Sid thinks they owe her something, a lift instead of a shove, some trace of respect. He won’t prod. He isn’t going to call another orderly for help, isn’t going to subject Gloria Luby to one more joke. How many men does it take to change a light bulb for a fat lady?
Later, he may think it isn’t so important. Later, he may realize no one was watching, not even Gloria Luby. But just now this is his only duty: clear, specific. It presented itself.
None, she has to turn herself on. He
knew what Juste would say when the interns gathered: Shall we cut or blast?
A first-timer might be sick behind his mask when they opened her abdomen and the pools of toxins began to drain into the grooves of the metal table, when the whole room filled with the smell of Gloria Luby’s failures. But everyone would keep laughing, making cracks about women big enough for a man to live inside. He knew how scared they’d be, really, looking at her, the vastness of her opened body, because she was big enough for a man to crawl inside, like a cow, like a cave. Hollowed out, she could hide him forever. Some of them might think of this later, might dream themselves into the soft swamp of her body, might feel themselves waking in the warm, sweet, rotten smell of it, in the dark, in the slick, glistening fat with the loose bowels tangled around them. They might hear the jokes and wish to speak. Why didn’t anyone notice? There’s a man inside this woman, and he’s alive. But he can’t speak — she can’t speak — the face is peeled back, the skull empty, and now the cap of bone is being plastered back in place, and now the skin is being stitched shut. The autopsy is over — she’s closed, she’s done — and he’s still in there, with her, in another country, with the smell of shit and blood that’s never going to go away, and he’s not himself at all, he’s her, he’s Gloria Luby — bloated, full of gas, fat and white and dead forever.

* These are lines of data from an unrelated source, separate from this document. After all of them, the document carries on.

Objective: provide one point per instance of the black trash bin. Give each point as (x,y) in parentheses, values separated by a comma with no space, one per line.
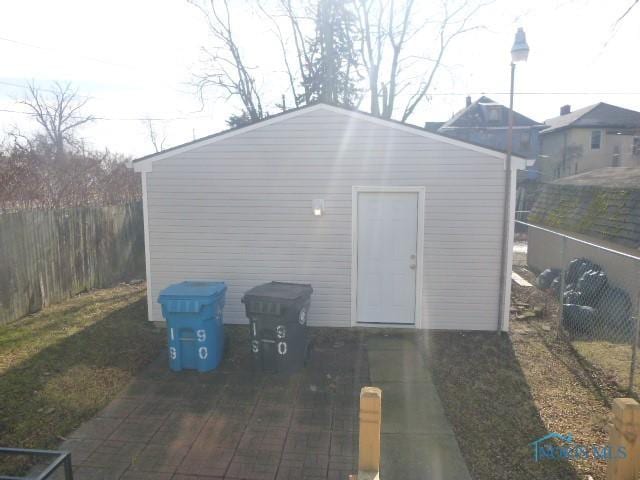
(277,314)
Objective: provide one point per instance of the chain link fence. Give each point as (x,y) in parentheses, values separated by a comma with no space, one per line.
(597,287)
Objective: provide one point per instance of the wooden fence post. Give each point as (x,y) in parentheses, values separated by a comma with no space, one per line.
(369,442)
(624,432)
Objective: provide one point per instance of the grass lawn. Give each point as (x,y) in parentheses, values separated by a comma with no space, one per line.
(613,358)
(63,364)
(501,392)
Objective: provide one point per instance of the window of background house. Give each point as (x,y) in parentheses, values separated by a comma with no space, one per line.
(494,114)
(615,161)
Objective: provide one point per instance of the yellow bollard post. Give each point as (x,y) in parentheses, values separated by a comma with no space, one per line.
(370,426)
(624,432)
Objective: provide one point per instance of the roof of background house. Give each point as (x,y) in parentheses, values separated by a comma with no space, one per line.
(611,177)
(598,115)
(477,115)
(602,204)
(433,126)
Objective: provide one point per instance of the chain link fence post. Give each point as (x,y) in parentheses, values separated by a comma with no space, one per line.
(563,264)
(634,347)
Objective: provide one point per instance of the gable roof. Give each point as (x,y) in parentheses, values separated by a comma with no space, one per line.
(139,163)
(477,115)
(599,115)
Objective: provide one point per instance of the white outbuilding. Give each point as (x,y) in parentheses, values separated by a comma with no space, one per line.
(392,225)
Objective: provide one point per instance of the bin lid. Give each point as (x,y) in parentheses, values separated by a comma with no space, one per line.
(190,289)
(278,291)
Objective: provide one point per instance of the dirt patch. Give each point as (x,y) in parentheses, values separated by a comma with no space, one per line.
(502,392)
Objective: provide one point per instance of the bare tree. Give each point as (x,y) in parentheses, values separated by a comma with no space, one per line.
(224,66)
(322,63)
(386,30)
(58,112)
(156,140)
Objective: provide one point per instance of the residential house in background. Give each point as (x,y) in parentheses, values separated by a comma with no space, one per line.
(486,122)
(593,137)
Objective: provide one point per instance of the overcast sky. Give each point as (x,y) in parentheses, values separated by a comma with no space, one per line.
(135,59)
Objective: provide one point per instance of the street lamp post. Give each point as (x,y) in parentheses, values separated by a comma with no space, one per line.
(519,53)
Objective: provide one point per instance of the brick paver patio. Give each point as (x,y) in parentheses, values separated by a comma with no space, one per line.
(232,423)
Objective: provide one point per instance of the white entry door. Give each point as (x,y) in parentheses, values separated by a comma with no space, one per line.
(387,257)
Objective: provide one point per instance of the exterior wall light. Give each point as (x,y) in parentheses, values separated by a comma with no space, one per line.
(318,207)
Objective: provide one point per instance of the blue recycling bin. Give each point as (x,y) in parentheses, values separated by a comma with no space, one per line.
(193,311)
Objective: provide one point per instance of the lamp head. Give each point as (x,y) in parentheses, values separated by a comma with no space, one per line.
(520,49)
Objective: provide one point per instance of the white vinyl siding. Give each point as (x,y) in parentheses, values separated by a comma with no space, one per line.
(239,210)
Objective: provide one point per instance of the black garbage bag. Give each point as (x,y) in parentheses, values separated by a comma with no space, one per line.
(555,286)
(572,296)
(575,269)
(591,285)
(615,315)
(578,320)
(546,277)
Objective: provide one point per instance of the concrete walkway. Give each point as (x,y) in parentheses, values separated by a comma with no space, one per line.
(417,440)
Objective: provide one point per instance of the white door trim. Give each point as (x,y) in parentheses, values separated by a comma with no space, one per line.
(354,251)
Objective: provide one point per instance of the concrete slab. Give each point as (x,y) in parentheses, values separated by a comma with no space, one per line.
(417,439)
(397,365)
(412,408)
(422,457)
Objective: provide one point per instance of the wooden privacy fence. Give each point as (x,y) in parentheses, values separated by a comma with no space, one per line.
(49,255)
(624,431)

It could happen to anyone. Anytime. Sid thinks, The body you hate might be your own; your worst fear might close around you, might be stitched tight by quick, clever hands. You might find yourself on this table. You might find yourself sprawled on a road or submerged in a swamp; you might find yourself in a bed upstairs, your red hair blazing, your useless legs swelling. Shadows come and go and speak, describing the deterioration of your retinas, the inefficiency of your kidneys, the necessity of amputation due to decreasing circulation in the lower extremities. Extremities. Your legs. They mean your legs. You might find yourself face down in your own sweet back yard, the hose still in your hand.